Nuova ricerca

GIOVANNI SIMONINI

Professore Associato
Dipartimento di Ingegneria "Enzo Ferrari"
SUPPLENTE DOCENTE
Dipartimento di Economia "Marco Biagi"

Insegnamento: Big Data Management and Governance

Ingegneria informatica (Offerta formativa 2023)

Obiettivi formativi

To provide fundamental notions of: database management & architecture, management of massive data, and big data quality and integration.
To provide advanced skills on: database system implementation; large scale data management systems.

Prerequisiti

The courses of Database and Lab. of the Computer Engineering degree at the "Enzo Ferrari" Engineering Department in Modena.

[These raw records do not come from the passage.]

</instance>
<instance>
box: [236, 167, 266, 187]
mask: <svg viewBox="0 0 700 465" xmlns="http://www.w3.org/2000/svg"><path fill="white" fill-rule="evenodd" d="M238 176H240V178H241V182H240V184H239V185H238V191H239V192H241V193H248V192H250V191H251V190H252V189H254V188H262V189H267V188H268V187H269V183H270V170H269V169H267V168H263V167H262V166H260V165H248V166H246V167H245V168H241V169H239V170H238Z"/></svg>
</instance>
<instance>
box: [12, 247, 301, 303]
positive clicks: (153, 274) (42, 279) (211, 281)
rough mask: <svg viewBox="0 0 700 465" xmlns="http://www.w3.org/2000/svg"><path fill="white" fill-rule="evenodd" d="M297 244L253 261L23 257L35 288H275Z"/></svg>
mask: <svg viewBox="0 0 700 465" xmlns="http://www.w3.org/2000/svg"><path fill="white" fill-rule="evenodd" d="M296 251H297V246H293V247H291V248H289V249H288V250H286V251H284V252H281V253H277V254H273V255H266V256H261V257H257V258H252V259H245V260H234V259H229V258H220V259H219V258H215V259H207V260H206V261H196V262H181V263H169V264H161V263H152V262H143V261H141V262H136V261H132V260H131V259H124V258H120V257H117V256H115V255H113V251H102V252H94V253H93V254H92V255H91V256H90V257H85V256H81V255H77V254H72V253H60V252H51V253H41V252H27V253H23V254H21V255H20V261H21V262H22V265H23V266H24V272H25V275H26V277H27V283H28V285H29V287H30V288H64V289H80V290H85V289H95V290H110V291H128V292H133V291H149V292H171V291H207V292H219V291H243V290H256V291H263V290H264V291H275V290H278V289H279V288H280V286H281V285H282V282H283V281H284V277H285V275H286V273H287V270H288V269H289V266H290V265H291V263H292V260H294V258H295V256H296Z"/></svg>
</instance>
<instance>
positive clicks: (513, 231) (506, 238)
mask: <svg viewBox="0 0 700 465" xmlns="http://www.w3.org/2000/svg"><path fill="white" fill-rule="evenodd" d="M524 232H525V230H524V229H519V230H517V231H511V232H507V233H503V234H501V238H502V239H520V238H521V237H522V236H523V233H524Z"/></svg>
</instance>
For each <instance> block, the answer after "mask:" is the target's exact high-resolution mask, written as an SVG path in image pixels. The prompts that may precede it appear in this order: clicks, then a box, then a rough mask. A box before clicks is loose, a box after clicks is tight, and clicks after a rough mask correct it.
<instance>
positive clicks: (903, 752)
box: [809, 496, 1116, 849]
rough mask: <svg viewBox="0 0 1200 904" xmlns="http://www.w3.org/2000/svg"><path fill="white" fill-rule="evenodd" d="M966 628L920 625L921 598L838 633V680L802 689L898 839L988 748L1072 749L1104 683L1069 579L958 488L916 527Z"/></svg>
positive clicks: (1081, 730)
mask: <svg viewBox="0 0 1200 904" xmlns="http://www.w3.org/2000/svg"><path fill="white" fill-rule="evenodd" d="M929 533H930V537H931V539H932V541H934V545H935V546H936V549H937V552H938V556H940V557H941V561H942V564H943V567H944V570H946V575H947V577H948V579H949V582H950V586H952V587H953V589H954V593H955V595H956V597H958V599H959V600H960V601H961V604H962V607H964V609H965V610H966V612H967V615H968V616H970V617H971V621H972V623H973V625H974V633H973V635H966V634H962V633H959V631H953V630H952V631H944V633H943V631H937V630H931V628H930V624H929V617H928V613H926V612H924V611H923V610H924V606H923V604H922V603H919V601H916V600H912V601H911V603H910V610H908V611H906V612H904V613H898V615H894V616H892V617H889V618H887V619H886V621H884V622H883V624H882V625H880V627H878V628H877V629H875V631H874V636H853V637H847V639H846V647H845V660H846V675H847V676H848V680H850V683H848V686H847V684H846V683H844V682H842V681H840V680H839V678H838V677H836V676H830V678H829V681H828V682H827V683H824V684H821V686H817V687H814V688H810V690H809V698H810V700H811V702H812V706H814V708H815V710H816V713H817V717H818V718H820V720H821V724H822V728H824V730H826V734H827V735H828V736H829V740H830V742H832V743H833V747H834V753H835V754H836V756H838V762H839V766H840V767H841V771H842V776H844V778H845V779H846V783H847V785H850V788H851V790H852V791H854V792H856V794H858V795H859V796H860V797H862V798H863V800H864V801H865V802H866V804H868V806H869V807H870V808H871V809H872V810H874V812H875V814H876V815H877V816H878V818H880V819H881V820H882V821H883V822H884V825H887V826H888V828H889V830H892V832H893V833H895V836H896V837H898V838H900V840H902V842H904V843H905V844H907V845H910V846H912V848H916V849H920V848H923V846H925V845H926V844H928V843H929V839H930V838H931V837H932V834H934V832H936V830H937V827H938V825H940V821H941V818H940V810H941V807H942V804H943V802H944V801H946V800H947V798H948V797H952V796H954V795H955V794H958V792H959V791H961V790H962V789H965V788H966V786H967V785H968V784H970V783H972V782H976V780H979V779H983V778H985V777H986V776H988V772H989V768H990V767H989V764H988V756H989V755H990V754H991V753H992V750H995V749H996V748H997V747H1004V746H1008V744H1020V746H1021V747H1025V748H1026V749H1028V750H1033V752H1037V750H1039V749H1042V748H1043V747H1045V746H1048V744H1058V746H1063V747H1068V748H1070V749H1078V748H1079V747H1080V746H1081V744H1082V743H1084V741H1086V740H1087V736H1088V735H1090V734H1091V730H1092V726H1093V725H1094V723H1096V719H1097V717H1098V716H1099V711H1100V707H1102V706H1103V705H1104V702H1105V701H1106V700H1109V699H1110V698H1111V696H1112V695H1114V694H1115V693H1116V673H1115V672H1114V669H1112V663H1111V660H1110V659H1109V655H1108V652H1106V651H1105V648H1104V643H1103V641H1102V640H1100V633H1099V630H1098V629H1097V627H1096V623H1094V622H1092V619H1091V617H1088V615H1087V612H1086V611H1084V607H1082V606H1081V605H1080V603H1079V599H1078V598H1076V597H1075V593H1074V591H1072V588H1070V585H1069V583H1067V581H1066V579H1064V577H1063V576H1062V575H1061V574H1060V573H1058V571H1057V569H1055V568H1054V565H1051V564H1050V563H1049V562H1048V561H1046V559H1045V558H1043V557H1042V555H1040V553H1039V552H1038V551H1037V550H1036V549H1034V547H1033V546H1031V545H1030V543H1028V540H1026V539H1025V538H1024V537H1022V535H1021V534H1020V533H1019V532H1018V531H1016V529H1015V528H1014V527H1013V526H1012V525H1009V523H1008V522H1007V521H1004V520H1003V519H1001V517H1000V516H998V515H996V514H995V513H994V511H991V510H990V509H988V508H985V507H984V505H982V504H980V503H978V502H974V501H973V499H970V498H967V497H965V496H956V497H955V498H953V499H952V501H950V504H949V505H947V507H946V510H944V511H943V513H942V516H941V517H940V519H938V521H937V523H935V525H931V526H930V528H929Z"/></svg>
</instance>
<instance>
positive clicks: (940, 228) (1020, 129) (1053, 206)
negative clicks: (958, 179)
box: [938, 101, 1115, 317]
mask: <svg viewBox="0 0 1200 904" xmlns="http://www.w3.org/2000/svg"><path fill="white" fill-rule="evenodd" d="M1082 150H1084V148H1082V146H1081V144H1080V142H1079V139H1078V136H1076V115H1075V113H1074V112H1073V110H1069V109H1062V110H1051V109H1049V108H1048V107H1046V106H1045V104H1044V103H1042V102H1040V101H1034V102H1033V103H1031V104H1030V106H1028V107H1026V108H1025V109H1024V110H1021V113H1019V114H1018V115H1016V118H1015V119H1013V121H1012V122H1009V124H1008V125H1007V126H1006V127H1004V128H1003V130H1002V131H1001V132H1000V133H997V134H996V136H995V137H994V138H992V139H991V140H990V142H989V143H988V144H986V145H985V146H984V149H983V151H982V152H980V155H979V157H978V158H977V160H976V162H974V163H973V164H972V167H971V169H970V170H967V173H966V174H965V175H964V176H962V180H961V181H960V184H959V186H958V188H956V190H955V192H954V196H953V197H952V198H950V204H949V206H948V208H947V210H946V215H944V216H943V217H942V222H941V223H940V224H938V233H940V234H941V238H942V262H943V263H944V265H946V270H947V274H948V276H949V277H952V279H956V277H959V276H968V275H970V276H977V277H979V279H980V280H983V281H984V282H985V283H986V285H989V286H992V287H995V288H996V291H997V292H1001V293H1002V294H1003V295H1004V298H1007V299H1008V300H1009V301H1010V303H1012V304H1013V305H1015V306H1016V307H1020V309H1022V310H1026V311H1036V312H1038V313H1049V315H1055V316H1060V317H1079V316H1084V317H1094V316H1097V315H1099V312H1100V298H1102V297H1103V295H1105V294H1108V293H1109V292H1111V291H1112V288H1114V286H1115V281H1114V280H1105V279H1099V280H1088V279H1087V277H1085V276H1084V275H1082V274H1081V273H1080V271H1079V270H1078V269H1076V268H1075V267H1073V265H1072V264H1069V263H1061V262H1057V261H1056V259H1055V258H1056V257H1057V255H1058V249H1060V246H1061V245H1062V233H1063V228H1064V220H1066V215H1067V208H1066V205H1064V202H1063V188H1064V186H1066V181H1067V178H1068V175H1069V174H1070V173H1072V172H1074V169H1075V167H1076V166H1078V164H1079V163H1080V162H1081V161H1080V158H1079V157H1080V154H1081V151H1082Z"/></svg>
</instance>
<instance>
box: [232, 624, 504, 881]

For students coming from other universities, basics of: SQL and relational DBMS

Programma del corso

Relational Database Programming and Advanced Database Modelling (1.5 CFU)
- Advanced SQL
- Views, CTE, recursive queries
- SQL in big data: SparkSQL

Database System Implementation (3.0 CFU)
- Database Management Systems
- How to store the data: Storage and Management of very large amount of data on secondary memory devices
- How to access to the data: Primary and secondary file indexing techniques, hash indexing
- How to retrieve information: Query Execution, the Query Compiler & Optimizer
- How to perform transactions: Concurrency Control, Serializability and Recoverability

Management of Massive Data (4 CFU)
- Probabilistic data structures: bloom filters, count-min sketch, hyperLogLog, locality sensitive hashing
- Distributed databases and Distributed transactions processing: two phase commit, from ACID to BASE properties
- Data preparation and integration:
- Data Lakes, ETL/ELT, Data Discovery
- Data fusion: Entity Resolution
- Architectures and Technology for Big Data Management (Map Reduce, Hadoop Spark); NOSQL data models and DBMS, Cloud DBMS.

Data Governance (0.5 CFU)
- General notions on architectures, policies, practices and procedures to properly manage the full data life cycle of an enterprise
- General notions on Data Security and Quality Management

Metodi didattici

Lectures, practical exercises, laboratory activities.

Testi di riferimento

- Course slides
- A. Silberschatz, H. F. Korth, S. Sudarshan: "Database System Concepts" – 7th edition – McGraw-Hill ISBN 9780078022159
- D. Beneventano, S. Bergamaschi, F. Guerra, M. Vincini: Progetto di Basi di Dati Relazionali: lezioni ed esercizi Pitagora editrice - Bologna (edizione 2007). (in italian)

Verifica dell'apprendimento

Test on Advanced SQL [30%]
- Advanced SQL
- Stored Procedures
- Triggers

Group project [30%]
- Project on topics proposed by the instructors, or by the candidates upon approval
- Output: Short paper
- Evaluation: Discussion **during the oral examination**

Oral examination [40%]
- Questions on the entire program: theory and whiteboard exercises

Risultati attesi

Knowledge and understanding: Through lectures, students will get deep knowledge and understanding of the relational technology, also at the level of implementation techniques, as well as the basics of data distributed databases.
Applying knowledge and understanding: Through classroom exercises and practical computer exercises, the student will be able to use the advanced features of the standard language for DBMS and to apply the knowledge gained in the design and implementation of distributed databases.
Making judgments: Thanks to the resolution of individual exercises and practical exercises in the laboratory, the student will be able to critically evaluate the design and implementative choices taken and the results obtained.
Communication skills: The oral exam with a subject of further choice, will equip the student to organize and clearly present, through the technical language, the results of his work.
Learning skills: The activities carried out during the course and during the examination allow the student to acquire the instruments to autonomously upgrade his knowledge. This is especially crucial in the field of advanced data management, where technology is constantly evolving.